Ms Claudette Reed Upton-Keeley

Issue: BCMJ, vol. 50 , No. 10 , December 2008 , Pages 574 Obituaries

1948–2008

Claudette Reed Upton-Keeley, former BCMJ managing editor, died unexpectedly on 11 October in Georgetown Hospital, Grand Cayman Island. For the past 10 years she and her husband Martin Keeley had made their home on the neighboring island of Cayman Brac.

Ms Upton-Keeley was born Claud­ette Diana Reed in Asheville, North Carolina, the first child of Haldee and Helen Reed. She was an outstanding student, a champion debater, National Merit Scholar, and president of Enka High School’s National Forensic League. In 1965 she enrolled at Duke University, where she earned her bachelor’s degree in English literature in 1969.

Seeking adventure, Claudette moved in 1969 to Anchorage, Alaska, where she quickly became a leader in issues of women’s rights and reproductive rights. Later she worked with the Arctic Institute of North America, and spent several summers at the AINA research station in the heart of Kluane National Park in Yukon Territory. While the institute’s scientists studied the impact of arctic conditions on flora and fauna, Claudette administered the office during the winter months and cooked for the camp residents during the summer.

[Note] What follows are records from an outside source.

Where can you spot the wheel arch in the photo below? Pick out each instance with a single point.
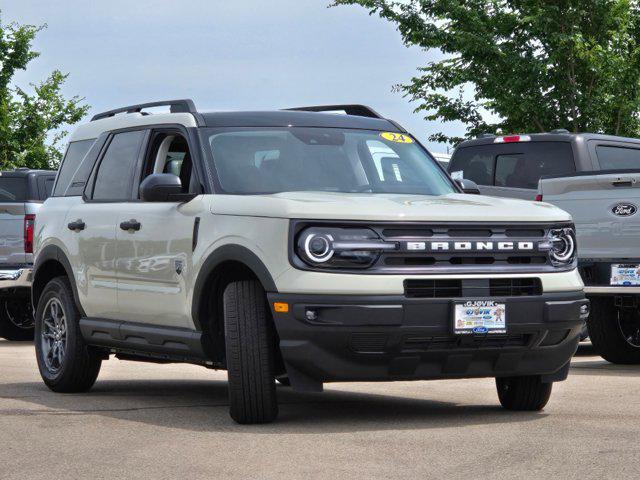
(227, 255)
(52, 262)
(223, 266)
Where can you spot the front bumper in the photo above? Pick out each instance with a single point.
(381, 338)
(19, 277)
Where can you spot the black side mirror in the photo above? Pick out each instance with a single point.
(163, 187)
(468, 186)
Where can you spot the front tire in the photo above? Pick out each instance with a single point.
(614, 332)
(66, 363)
(16, 319)
(250, 349)
(523, 393)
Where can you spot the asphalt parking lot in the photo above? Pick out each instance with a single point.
(155, 421)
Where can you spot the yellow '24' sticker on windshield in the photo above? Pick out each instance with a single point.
(396, 137)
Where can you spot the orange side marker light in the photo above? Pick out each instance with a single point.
(281, 307)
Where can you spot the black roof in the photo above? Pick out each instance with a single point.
(549, 137)
(286, 118)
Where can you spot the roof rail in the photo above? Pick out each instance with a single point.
(176, 106)
(353, 109)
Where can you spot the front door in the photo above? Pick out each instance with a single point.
(155, 242)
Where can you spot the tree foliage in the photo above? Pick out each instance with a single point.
(523, 65)
(31, 121)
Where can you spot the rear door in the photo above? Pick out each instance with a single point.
(93, 221)
(512, 169)
(13, 193)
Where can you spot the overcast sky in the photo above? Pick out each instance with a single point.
(224, 54)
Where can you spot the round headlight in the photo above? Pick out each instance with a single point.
(318, 247)
(563, 245)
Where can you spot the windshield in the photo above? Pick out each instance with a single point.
(271, 160)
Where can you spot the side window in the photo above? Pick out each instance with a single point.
(45, 186)
(72, 159)
(169, 153)
(534, 160)
(48, 187)
(476, 164)
(115, 173)
(617, 158)
(511, 172)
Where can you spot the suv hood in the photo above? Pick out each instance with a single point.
(455, 207)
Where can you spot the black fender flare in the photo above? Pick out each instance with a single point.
(53, 252)
(223, 254)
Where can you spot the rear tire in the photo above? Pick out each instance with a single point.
(523, 393)
(16, 319)
(250, 349)
(66, 363)
(605, 330)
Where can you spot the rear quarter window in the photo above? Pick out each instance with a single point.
(72, 160)
(13, 189)
(514, 165)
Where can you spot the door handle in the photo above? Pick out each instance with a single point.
(623, 182)
(130, 225)
(76, 226)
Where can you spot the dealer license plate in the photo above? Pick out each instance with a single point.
(479, 317)
(625, 274)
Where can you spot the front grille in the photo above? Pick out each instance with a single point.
(428, 343)
(476, 260)
(492, 287)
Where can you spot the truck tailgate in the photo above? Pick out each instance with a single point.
(12, 234)
(605, 208)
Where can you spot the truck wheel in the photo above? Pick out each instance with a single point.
(523, 393)
(614, 332)
(16, 319)
(65, 362)
(250, 349)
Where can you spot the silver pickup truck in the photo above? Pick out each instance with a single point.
(596, 178)
(22, 192)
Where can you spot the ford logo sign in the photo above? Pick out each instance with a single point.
(624, 209)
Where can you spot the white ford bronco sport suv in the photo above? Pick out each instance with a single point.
(299, 246)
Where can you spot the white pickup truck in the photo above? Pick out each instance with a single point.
(596, 178)
(22, 192)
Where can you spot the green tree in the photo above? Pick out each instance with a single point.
(31, 122)
(523, 65)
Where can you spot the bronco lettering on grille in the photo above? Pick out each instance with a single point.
(467, 246)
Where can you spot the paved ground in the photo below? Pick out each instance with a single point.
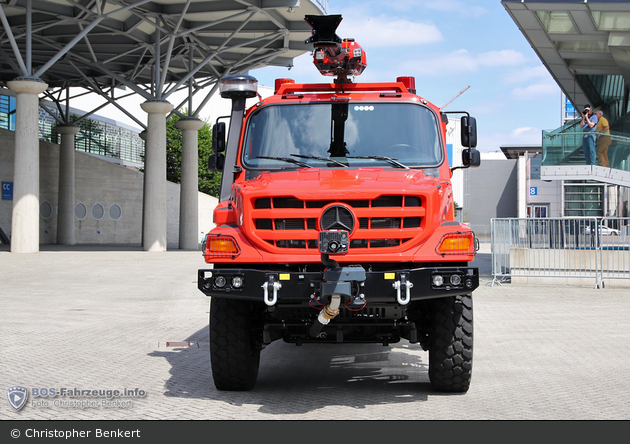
(97, 319)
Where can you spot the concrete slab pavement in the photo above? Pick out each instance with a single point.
(92, 318)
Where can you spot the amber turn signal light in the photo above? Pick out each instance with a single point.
(457, 243)
(221, 246)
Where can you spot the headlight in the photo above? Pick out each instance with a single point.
(220, 281)
(237, 282)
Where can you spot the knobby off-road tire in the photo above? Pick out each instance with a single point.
(451, 344)
(233, 355)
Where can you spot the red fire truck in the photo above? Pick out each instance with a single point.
(335, 222)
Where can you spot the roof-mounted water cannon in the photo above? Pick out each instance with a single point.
(238, 86)
(334, 56)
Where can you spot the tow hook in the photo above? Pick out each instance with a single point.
(324, 317)
(272, 286)
(398, 285)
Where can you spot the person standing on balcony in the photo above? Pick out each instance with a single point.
(589, 125)
(603, 142)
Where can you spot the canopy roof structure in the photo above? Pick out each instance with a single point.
(583, 44)
(151, 47)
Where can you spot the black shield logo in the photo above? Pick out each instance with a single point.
(17, 396)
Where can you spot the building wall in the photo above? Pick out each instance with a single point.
(493, 194)
(97, 181)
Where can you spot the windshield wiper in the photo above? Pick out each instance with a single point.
(324, 159)
(286, 159)
(387, 159)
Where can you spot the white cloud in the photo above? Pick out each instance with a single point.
(447, 6)
(462, 60)
(536, 91)
(506, 57)
(525, 74)
(382, 31)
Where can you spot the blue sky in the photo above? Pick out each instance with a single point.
(448, 45)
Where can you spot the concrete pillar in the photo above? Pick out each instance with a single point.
(189, 197)
(521, 186)
(25, 217)
(154, 208)
(65, 217)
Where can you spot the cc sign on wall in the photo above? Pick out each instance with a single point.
(7, 190)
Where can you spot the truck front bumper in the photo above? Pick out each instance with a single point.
(402, 286)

It was at Kluane that she met her first husband, Philip Upton, a senior pilot with the institute, considered “the finest mountain and glacier pilot in North America”; when Phil died in 1984, a Yukon peak was named Mount Upton in his honor.

After AINA headquarters moved to Calgary, Alberta, Claudette met Martin Keeley, whom she married in 1987, and they settled in Point Roberts, Washington, where she established her career as a freelance writer and editor. In 1993 she became managing editor of the BC Medical Journal, and remained in that position for 7 years. Her successor, Jay Draper, remembers Claudette as “a much-loved mentor to many, many editors. She was outgoing, friendly, and warm, but this easygoing personality coexisted with both keen intellect and superb judgment, making her one of the top editors in Canada. Her personality, her warmth, and her contribution to editing in Canada were all enormous—as is our sense of loss.” She was a founding member of West Coast Editorial Associates, and was named an honorary life member of the Editors’ Association of Canada, which she served as national vice-president.

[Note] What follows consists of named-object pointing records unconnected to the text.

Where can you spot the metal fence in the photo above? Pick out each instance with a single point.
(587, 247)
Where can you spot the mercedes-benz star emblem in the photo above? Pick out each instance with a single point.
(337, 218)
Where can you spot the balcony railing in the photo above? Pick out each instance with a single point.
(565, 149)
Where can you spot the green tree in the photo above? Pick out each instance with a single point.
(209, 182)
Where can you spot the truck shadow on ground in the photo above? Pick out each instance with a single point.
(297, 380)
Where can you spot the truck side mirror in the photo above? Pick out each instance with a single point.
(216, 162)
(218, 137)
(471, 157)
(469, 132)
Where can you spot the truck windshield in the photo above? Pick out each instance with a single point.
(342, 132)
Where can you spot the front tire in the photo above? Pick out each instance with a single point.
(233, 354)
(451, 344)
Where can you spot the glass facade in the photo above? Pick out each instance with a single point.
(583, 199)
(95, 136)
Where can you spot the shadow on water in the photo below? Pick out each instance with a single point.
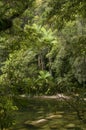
(45, 114)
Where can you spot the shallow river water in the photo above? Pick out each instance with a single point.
(46, 114)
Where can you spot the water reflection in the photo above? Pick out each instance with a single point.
(46, 114)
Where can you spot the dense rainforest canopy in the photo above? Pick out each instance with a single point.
(42, 49)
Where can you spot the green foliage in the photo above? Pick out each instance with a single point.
(45, 83)
(6, 112)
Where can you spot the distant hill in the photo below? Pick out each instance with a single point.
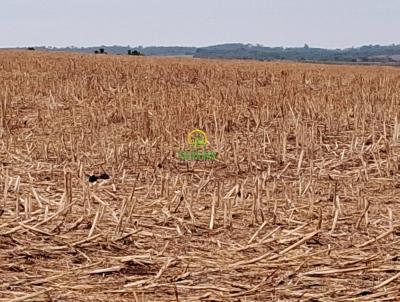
(363, 54)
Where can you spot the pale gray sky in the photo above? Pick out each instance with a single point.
(320, 23)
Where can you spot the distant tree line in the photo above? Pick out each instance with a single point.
(368, 53)
(371, 53)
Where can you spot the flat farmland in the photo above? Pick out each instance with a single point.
(302, 202)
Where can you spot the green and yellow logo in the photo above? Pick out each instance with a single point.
(197, 142)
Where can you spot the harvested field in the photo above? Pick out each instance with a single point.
(302, 203)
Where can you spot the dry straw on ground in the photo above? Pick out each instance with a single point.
(301, 205)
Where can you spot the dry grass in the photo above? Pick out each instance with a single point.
(301, 205)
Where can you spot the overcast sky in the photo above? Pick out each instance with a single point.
(319, 23)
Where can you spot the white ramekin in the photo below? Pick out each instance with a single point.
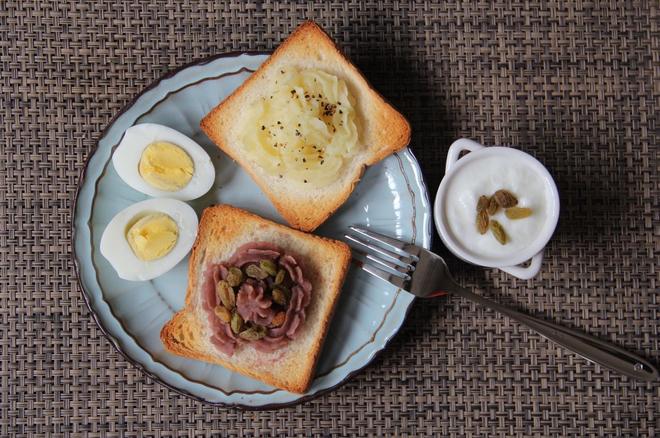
(534, 252)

Claudette’s passion for social justice and the environment kept her active wherever she lived. While in Point Roberts, she became a pivotal force in saving the local heron rookery. She was also involved in the sustained effort to save a landmark promontory from inappropriate development. Her work, and that of many others, was rewarded when Lily Point—valuable historically for its deep roots in Native American culture—was preserved forever as parkland. At a July 2008 gathering on the shores of Lily Point she took immense pleasure in celebrating this long-sought outcome.

While in Point Roberts Claudette also won a seat on the local water board, which she chaired for one term during a period that saw the community torn between pro-growth, slow-growth, and no-growth factions. Claudette’s intelligent, persuasive, and reasonable presence and her remarkable ability to bring disparate groups together and work toward outcomes earned her great respect and admiration. She had a rare gift for bridging philosophical differences, and her achievements as a conciliator will remain part of her enduring legacy.

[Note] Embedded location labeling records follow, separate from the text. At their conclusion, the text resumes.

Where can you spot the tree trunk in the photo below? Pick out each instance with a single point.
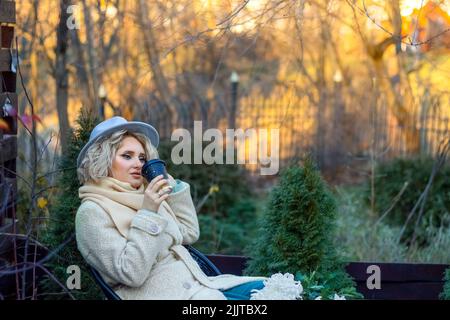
(61, 74)
(152, 53)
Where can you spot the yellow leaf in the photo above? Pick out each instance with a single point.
(214, 188)
(42, 202)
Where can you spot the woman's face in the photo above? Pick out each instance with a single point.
(128, 161)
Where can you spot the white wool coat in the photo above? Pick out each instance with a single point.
(151, 263)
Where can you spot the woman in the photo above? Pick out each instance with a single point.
(133, 234)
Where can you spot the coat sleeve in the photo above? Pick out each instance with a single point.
(182, 205)
(125, 261)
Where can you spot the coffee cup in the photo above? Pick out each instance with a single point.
(153, 168)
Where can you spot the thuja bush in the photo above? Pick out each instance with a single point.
(296, 233)
(61, 226)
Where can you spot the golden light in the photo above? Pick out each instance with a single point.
(407, 6)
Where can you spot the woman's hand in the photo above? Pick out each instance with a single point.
(172, 181)
(152, 198)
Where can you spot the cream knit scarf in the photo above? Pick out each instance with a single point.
(119, 199)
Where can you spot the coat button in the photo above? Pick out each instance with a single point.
(154, 228)
(186, 285)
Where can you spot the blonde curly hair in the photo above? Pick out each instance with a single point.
(103, 151)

In 1998 Claudette and Martin relocated to Cayman Brac, where she re­turned to the life of a freelance editor and immediately became immersed in the Brac community. She made her mark as a long-time director of the Business and Professional Women’s Club and as secretary of the Brac chapter of the National Trust of the Cayman Islands. She also served as editor of the official Cayman Islands history, Founded Upon the Seas: A History of the Cayman Islands and Their People. For her role in this monumental achievement and her support of Caymanian history and culture she received the National Heritage Award last year.

Although Claudette’s editorial business kept her in contact with clients in many countries, she especially enjoyed her work with Carib­bean authors and publishers. Her love for the English language knew no bounds, and she shared this love with her many friends and colleagues scattered around the world. She also loved the Brac—the bluff, the ocean, and the island’s creatures, great and small, including the many stray cats she and Martin adopted over the years. She gave of her time freely, and one of her greatest pleasures was working with school children on the Brac, whether this meant preparing a school newspaper, running a poetry club, or practising for a spelling bee.

In addition to her husband, Claudette is survived by two brothers, Ron Reed and his wife Manya Pungowiyi of Albuquerque, New Mexico, and Andy Reed of Asheville, North Carolina, and four stepchildren from her first marriage.

—Andy Reed
Asheville, NC
—Martin Keeley
Cayman Brac

Andy Reed,, Martin Keeley,. Ms Claudette Reed Upton-Keeley. BCMJ, Vol. 50, No. 10, December, 2008, Page(s) 574 - Obituaries.